There is always a light at the end of the tunnel. I will keep you in my prayers and hope you can get fixed soon.
Love you so much!
Steph

Sue said...

Sweet Tif,
After reading these precious comments from such amazing women, I too am so totally overwhelmed with the sweet healing arms of a loving Savior. You did have a horrific ride and to watch you have to endure this, I would have gladly gone through it for you! You do have an amazing husband and children so you can always know they will be there for you. Also you have amazing in-laws for which I gratefully call them "family"! You are loved beyond measure because you would be there for any one of us!! I love you dearly!!!

Allred's said...

oh Tif...your trials are so intense sometimes and I can't believe this is what your December and early January have been like.

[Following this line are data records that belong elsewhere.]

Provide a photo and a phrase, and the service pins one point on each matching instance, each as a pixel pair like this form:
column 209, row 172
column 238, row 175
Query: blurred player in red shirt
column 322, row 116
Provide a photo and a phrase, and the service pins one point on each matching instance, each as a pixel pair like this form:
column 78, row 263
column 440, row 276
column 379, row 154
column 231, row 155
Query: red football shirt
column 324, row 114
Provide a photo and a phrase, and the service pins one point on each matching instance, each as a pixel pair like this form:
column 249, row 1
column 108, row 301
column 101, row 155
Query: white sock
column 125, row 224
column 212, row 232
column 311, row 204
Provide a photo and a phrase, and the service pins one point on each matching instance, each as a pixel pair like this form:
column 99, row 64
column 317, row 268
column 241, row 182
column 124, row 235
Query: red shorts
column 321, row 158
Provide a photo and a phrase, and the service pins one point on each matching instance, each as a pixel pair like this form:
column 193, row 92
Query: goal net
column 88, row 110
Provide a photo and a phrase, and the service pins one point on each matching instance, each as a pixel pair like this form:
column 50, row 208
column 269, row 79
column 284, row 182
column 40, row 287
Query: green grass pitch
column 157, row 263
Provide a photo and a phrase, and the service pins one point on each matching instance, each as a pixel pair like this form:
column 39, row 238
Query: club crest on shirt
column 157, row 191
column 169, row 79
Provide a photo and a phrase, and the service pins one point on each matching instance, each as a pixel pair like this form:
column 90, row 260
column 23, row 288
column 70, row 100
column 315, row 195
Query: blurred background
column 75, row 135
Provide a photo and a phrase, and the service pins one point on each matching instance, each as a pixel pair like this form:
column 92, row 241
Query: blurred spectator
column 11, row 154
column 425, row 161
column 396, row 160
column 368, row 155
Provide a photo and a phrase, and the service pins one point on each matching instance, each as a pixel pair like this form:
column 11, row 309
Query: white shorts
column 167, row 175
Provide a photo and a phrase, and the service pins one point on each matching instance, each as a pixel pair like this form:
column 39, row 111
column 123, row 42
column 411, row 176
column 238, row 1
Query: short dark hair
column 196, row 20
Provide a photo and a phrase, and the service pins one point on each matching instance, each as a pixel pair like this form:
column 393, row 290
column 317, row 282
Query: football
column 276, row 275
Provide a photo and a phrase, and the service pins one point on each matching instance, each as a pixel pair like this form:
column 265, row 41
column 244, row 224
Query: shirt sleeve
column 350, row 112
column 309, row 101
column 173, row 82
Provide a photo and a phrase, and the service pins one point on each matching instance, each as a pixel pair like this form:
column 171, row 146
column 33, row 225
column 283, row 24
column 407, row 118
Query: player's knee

You are such a faithful daughter of our Heavenly Father and I know that with each trial you ENDURE, you are becoming an amazing person of strength and honor that will be able to stand in our Savior's presence. Again, I am so sorry.....you are a strong girl. I am so happy that you and Brian found eternal happiness and can work as a team, supporting one another. We will pray so hard that your next steps in recovery go well. I love you!!

Jenny Sue said...

oh my goodness! I am so grateful for your awesome support system! How are you doing now? How is your back? You and Yours are so very much in our prayers! Hang in there, just like you always do! You are an amazing, amazing, amazing example to as all. thank you Tif for being so very strong!